Marina n’avait plus que la peau sur les os mais portait encore le heaume de ses cheveux gris le jour où, trois ou quatre semaines avant sa mort, elle a montré à Maya la corbeille de fleurs. Soit elle avait refusé de faire une chimiothérapie, soit pour sa maladie, dont elle n’avait jamais parlé, la chimiothérapie n’était pas indiquée. Dans les fentes du heaume les yeux bleus de Marina étincelaient comme la mer au mois d’août. Elle s’était fait livrer un gâteau au chocolat noir, et par là-dessus elles ont vidé, Marina bien plus que la moitié, une bouteille de brut Moët&Chandon. Elle avait arrêté de fumer parce qu’elle n’y arrivait plus, elle n’arrivait plus à tirer sur la cigarette. Elle toussait beaucoup, entre les gorgées de champagne et les bouchées de ce gâteau exquis, commandé dans une confiserie renommée.

Elles se voyaient deux ou trois fois par an. Marina invitait Maya, ou plutôt la convoquait, comme du temps où Maya était son bras droit à la Commune, pour lui exprimer sa rage contre les marchands d’armes, les potentats africains, les hindous fondamentalistes, les SUV, les rottweiler, les croisières Costa, Jean d’Ormesson, Bush père et fils, les pizzas à l’ananas et les partis de centre-droite avec lesquels sympathisaient certains de ses anciens collègues, qui étaient encore, à l’époque, les collègues de Maya.

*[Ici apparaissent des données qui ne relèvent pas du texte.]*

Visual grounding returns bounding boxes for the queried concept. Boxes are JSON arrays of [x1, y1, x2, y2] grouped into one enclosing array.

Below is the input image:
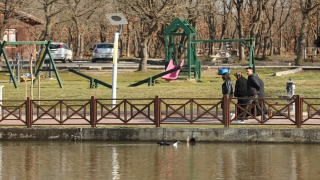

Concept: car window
[[97, 44, 113, 48], [62, 44, 69, 49], [50, 44, 60, 49]]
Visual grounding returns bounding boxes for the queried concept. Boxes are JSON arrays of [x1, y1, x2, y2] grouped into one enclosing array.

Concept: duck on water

Ce ne sont pas les trois paquets de cigarettes, c’est la rage qui la consume, pensait Maya lors de ces rencontres où il était rarement question d’Emmanuelle, pas plus que de la fille cadette de Marina, comment s’appelait-elle, un nom un peu russe, qui avait épousé un musicien raté, avait deux jumeaux et donnait de vagues cours de taïchi.

– Mais elle, tu la vois ?

– Oui, je la vois. Ils tirent le diable par la queue. Je l’aide un peu (elle voulait sans doute dire financièrement). Avec son père non plus, elle n’a pas tiré le gros lot.

Ça n’allait pas plus loin. De l’ex-mari de Marina, Maya savait seulement que, selon sa version à elle, véridique ou fantasmée, elle avait jeté toutes ses affaires en vrac sur le palier le jour où, en rentrant d’un voyage de travail, elle avait trouvé cinq jours de vaisselle sale dans l’évier, et surtout un doigt de crasse sur le pourtour de la baignoire.

Sa rage s’étendait aussi aux gens, des deux sexes, qui laissent à d’autres, y compris les femmes de ménage, le soin de récurer leur crasse corporelle.

Cet épisode, s’il avait vraiment eu lieu, avait peut-être un rapport, ou peut-être pas du tout, avec le départ d’Emmanuelle pour Paris et sa disparition de la vie de sa mère. C’était par l’autre fille, celle avec un nom un peu russe, que Marina savait deux ou trois choses sur elle, en particulier qu’elle était maintenant en couple avec une femme cubaine, propriétaire d’un appartement luxueux à Miami.

– Mais qu’est-ce qu’elle te reproche ?

– Si tu savais ce que je m’en fous. Je ne vais pas m’abaisser à faire des hypothèses.

Elle fumait ses Marlboro rouges l’une après l’autre, c’était l’humanité sordide qu’elle voulait incinérer.

Une fois elle avait dit, laissant Maya pétrifiée : je suis morte pour elle, alors elle est morte pour moi. Et pourtant, in extremis, à peine un mois avant sa vraie mort, était arrivée la corbeille de fleurs.

Elle rentre pour poser sa tasse à la cuisine, referme la porte-fenêtre sur les mornes rituels, poubelles et trolleybus, de ce morne quartier. Il règne ici un silence tout à fait normal, en milieu de matinée, dans un appartement où même le passé ne fait plus aucun bruit. Ding fait la tasse en heurtant l’inox de l’évier, presque le même ding qu’un message Whatsapp.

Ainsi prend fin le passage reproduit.